However, I am doubting that we are not in sync regarding the way of implementation. I think you want to change the clustering implementation to a cluster classification implementation, with outlier removal ( and completely get rid of the algorithm specific implementation, which makes sense ).
So, it would be really helpful if you can clarify my doubts.
I think the Clustering Policy is all that is needed for extensibility. The design changes I did are :
a) Passing the vector rather than the probability to the clustering policy. I think this might be needed for clustering/outlier removal. Might help in transforming vector/adding weight before classification ( thinking of some future functionalities )
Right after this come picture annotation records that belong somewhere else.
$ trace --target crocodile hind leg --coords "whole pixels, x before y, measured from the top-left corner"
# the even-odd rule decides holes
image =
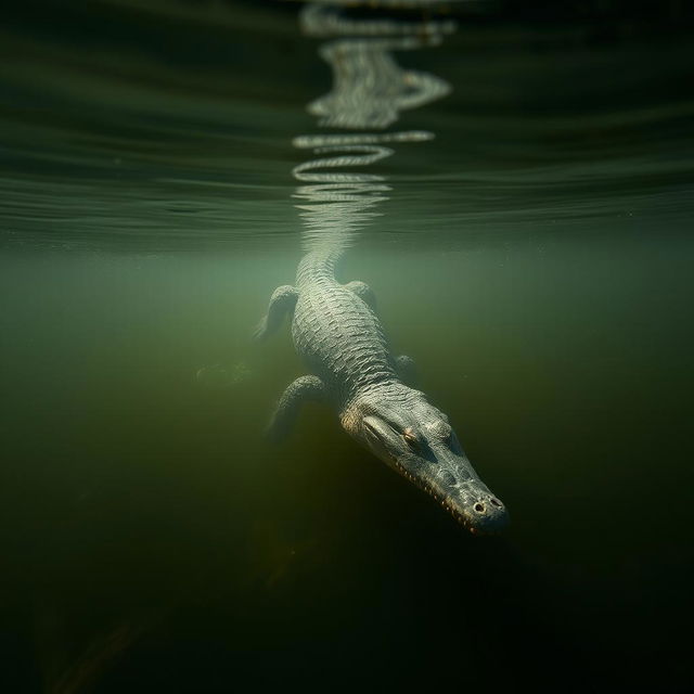
[[[297,297],[297,291],[290,284],[279,286],[272,292],[268,312],[253,331],[254,342],[262,342],[278,331],[284,321],[284,317],[294,310]]]
[[[282,394],[266,435],[271,441],[286,438],[305,402],[325,399],[325,384],[318,376],[299,376]]]
[[[355,280],[354,282],[347,282],[345,286],[350,292],[354,292],[372,311],[376,310],[376,295],[365,282]]]

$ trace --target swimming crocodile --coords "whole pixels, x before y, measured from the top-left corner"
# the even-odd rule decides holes
[[[307,253],[296,285],[275,290],[256,329],[255,338],[265,339],[293,313],[294,345],[312,372],[286,388],[269,436],[286,436],[304,402],[329,402],[352,438],[473,534],[498,531],[507,522],[503,503],[475,473],[446,414],[406,385],[412,361],[391,356],[371,288],[337,282],[340,256],[339,248]]]

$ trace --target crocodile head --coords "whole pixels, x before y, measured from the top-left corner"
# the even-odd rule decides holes
[[[446,414],[419,391],[409,395],[406,401],[358,403],[343,417],[343,425],[471,532],[498,532],[509,522],[504,504],[477,476]]]

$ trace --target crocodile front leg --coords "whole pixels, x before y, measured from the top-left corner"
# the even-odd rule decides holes
[[[260,320],[253,332],[254,342],[262,342],[278,331],[284,321],[284,317],[294,310],[297,297],[298,292],[290,284],[279,286],[272,292],[268,313]]]
[[[325,384],[318,376],[299,376],[282,394],[272,421],[267,428],[271,441],[286,438],[305,402],[325,400]]]
[[[345,286],[350,292],[354,292],[372,311],[376,310],[376,295],[365,282],[355,280],[352,282],[347,282]]]

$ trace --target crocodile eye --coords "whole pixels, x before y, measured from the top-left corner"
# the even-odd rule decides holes
[[[420,450],[420,441],[416,438],[416,434],[414,433],[414,429],[412,428],[404,429],[404,432],[402,432],[402,437],[404,438],[404,440],[408,442],[408,446],[413,451]]]

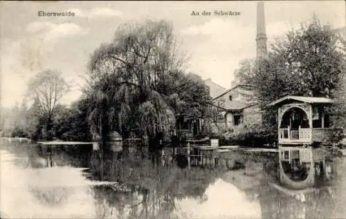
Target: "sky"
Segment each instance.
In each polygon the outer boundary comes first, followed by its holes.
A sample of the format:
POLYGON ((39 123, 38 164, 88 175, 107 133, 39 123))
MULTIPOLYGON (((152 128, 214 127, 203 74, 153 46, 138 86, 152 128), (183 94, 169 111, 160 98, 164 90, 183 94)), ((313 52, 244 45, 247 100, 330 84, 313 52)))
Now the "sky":
MULTIPOLYGON (((90 54, 110 42, 119 24, 144 19, 172 23, 188 53, 188 71, 230 88, 242 60, 255 57, 256 1, 5 1, 0 2, 1 102, 21 103, 36 73, 57 69, 71 83, 62 100, 82 94, 90 54), (214 16, 215 10, 239 12, 214 16), (74 17, 39 17, 38 12, 71 11, 74 17), (192 12, 212 12, 192 16, 192 12)), ((315 14, 334 28, 345 26, 343 1, 264 1, 269 44, 315 14)))

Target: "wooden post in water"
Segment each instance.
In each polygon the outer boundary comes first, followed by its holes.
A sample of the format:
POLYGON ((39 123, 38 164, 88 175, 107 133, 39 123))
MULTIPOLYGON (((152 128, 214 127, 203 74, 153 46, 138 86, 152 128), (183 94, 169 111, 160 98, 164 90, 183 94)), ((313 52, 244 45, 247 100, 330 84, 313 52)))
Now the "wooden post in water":
POLYGON ((191 164, 190 160, 190 142, 188 142, 188 166, 189 169, 191 168, 191 164))

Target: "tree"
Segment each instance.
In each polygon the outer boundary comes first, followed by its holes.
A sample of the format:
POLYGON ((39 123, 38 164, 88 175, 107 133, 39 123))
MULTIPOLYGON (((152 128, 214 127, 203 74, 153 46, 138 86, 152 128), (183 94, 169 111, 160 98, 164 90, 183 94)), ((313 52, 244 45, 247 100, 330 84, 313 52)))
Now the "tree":
POLYGON ((61 72, 55 70, 42 71, 29 82, 27 95, 38 105, 38 114, 44 123, 47 139, 52 138, 52 123, 56 105, 69 89, 69 86, 62 77, 61 72))
POLYGON ((200 114, 195 100, 207 96, 208 89, 201 80, 183 73, 184 61, 170 23, 121 25, 113 42, 96 49, 89 64, 84 91, 92 132, 103 140, 111 131, 123 137, 130 132, 153 137, 170 134, 184 108, 200 114))
MULTIPOLYGON (((266 105, 286 95, 340 98, 345 74, 345 56, 339 51, 340 37, 329 26, 313 17, 307 26, 289 31, 272 45, 268 57, 258 60, 248 82, 253 85, 264 110, 264 124, 276 131, 275 112, 266 105)), ((331 107, 334 121, 345 121, 345 102, 331 107), (334 109, 334 110, 333 110, 334 109)))

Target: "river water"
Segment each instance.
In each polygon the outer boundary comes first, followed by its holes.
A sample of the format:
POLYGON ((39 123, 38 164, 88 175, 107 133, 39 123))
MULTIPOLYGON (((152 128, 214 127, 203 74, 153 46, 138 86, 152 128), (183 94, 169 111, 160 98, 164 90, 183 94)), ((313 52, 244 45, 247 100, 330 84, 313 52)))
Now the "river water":
POLYGON ((108 168, 102 174, 103 179, 95 180, 100 173, 88 171, 95 166, 91 154, 88 160, 63 151, 51 163, 40 155, 38 147, 1 148, 1 218, 346 217, 343 157, 336 160, 338 173, 333 184, 302 198, 289 197, 270 186, 275 181, 271 158, 248 160, 244 168, 233 170, 189 170, 175 164, 153 166, 146 158, 118 155, 104 164, 108 168))

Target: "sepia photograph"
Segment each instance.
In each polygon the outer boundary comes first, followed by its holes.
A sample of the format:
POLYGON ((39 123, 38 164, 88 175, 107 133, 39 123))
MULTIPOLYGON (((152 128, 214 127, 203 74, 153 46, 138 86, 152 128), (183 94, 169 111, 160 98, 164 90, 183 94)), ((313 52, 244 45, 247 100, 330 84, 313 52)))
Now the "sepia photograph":
POLYGON ((346 218, 345 18, 0 1, 0 218, 346 218))

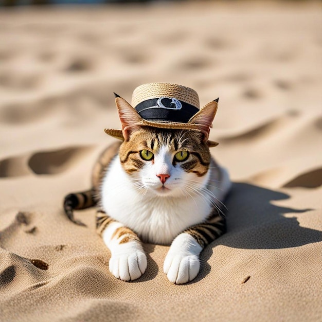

b) Added ClusterConfig objects to the policies. Now, the clustering policy will know all about the clustering parameters used. So, they will be able to classify accordingly.
c) ClusterConfig objects will emerge as generic cluster configuration objects, which can be used anywhere in clustering algorithms. Right now, there are a bunch of clustering parameters scattered through method calls.
I am in a habit of renaming/cleaning things while coding. So, it just happened.
This patch looks to be mostly a rename of existing classes. I'm not one to be hung up on names, but I don't understand why the first thing you are proposing is to rename everything?
The ClusterConfig class in the patch, can be further used to group all the clustering parameters of different clustering algorithms in a class. This will help in getting rid of long parameter list in the run() methods of the Clustering Drivers.
I was thinking about the implementation and interface designing. Thought it could be best described using some code.
I think that this interface design will be able to tackle almost all future implementation changes in classification of clusters.
If you have suggestions to improve it, then I can work on that. Else I think, we can also commit it and build over it.
I agree that defining the interfaces for cluster classification and outlier removal are a good place to start. Why don't you take a stab at it since you seem to have some ideas in mind?
This story depends on implementation/design of Mahout-930. I think Mahout-930's design of Vector classification is chalked out pretty nicely. We can start working to implementing all the policies, and other improvements.
But before going on fully implementing the Cluster Classification, I think it would be good to at least finalize the interface for Outlier Removal. I also think that binding it only to an outlier removal is not going to help forever.
So, following the open closed principle. Lets close it for further modification by plugging a Collection<Strategy> into the Policy. The Strategy can be outlier removal or any other feature which can be developed by implementing Strategy interface. So, this will also keep it open for extension. "Strategy" is just a thought, it can be any other name.
I will try to submit a patch for some mock/Canopy Outlier Removal first, by implementing "Strategy". If the design works and look good, then the designing part would be over.
Does it look like a good way to proceed? Any suggestions?
This issue got resolved with
MAHOUT-929.